Today is the 10th anniversary of the events that took place on that fateful morning of September 11th, 2001. For me, today was a reminder of why I love photography and a reminder to never let an opportunity to capture a moment pass you by. You never know if you’ll have that opportunity again. For me, 9-11 is a reminder to slow down. Hold the ones you love close and tell them that you love them. Go do that thing or see that place that has been on your bucket list. Photograph the people and places in your life that are important to you. Don’t wait until tomorrow – it might not come. Live a life of no regrets. This is a story of one of my regrets and it happens to involve the city of New York and the World Trade Center.
It was 1997. I was living in Japan at the time and had decided to fly home for a visit. A friend of mine was going to school at Columbia at the time and she invited me to visit her in New York for a few days. I’d never been but always wanted to go. Since it was only a few extra dollars to add a stop over in New York to my flight home, I decided to take her up on her offer and fly there for a visit. The city of New York has always been a special place to me for reasons I can’t really explain. If you asked me where else I’d like to live besides Edmonton, New York would be first on my list. During this particular visit, I only had a few days and there were so many sights I wanted to see. Included among those was going to the top of the World Trade Center. I arrived in the lobby of one of the towers at around 10:30 in morning and already there was a huge lineup for the elevator that would take you up to the observation deck. I had also planned to visit the Statue of Liberty that day and needed to be back on Wall Street by 3:00 to tour the Stock Exchange. I decided at that point that if I waited in line, I wouldn’t be able to fit everything into my schedule so I made my way to catch the ferry to the Statue of Liberty instead. It wasn’t like the World Trade Towers were going anywhere – I figured I could always come back another day and go to the top. That day I took the following photographs of the twin towers with my film camera.

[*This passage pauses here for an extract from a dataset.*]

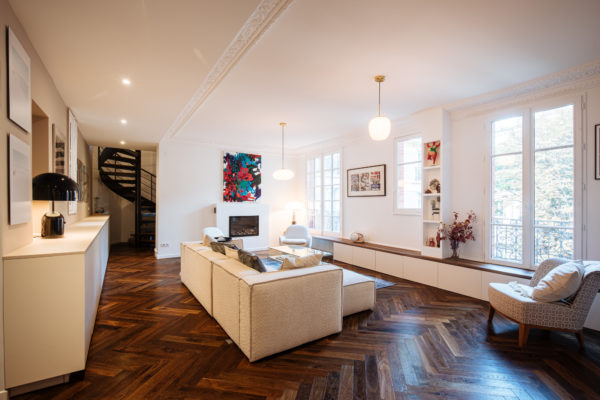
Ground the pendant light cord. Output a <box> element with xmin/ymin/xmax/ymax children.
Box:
<box><xmin>378</xmin><ymin>81</ymin><xmax>381</xmax><ymax>116</ymax></box>
<box><xmin>281</xmin><ymin>127</ymin><xmax>284</xmax><ymax>168</ymax></box>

The next day I had planned to go back but unfortunately I ran out of time and had to settle for the view from the observation deck of the Empire State Building. It would be the last time I would see the New York skyline with the Twin Towers dominating it.
The next time I would be back in New York City would be November of 2002 – just over a year after the attacks of 9-11. Obviously there would be no going up to the top of the World Trade Center. Instead, I paid a quick visit to Ground Zero to pay my respects to those who had died that day. All I can remember is how quiet it was down there even though we were in the middle of the city. It was at that moment, standing there looking at the gaping hole that once held the Trade Towers, that it hit me how short life can be and how important it is to take advantage of opportunities when they are presented to you. My regret is that I didn’t slow down that day in 1997 and wait in that line to go to the top. Instead I was in too big of a rush to get on to the next thing. For me, 9-11 will always be a reminder of that.
Since then, I’ve been able to return to New York for several visits including our honeymoon in 2004 and most recently when Sarah took me back for my 40th birthday and to celebrate our 5th wedding anniversary. Each time we’ve gone back, we’ve made a point of visiting Ground Zero to see the progress that has been made and remember. Here are few photos of the new Freedom Tower from March of this year along with a view of Manhattan at night looking south where the Towers once stood.
If 9-11 taught me anything, it is to seize opportunities when they come. Be spontaneous. Take risks. Document your life. For me, photography is one way to seize those days and to remember them. If photography isn’t your thing, find a way to remember the people and places in your life. Don’t wait unitl tomorrow as tomorrow might be too late.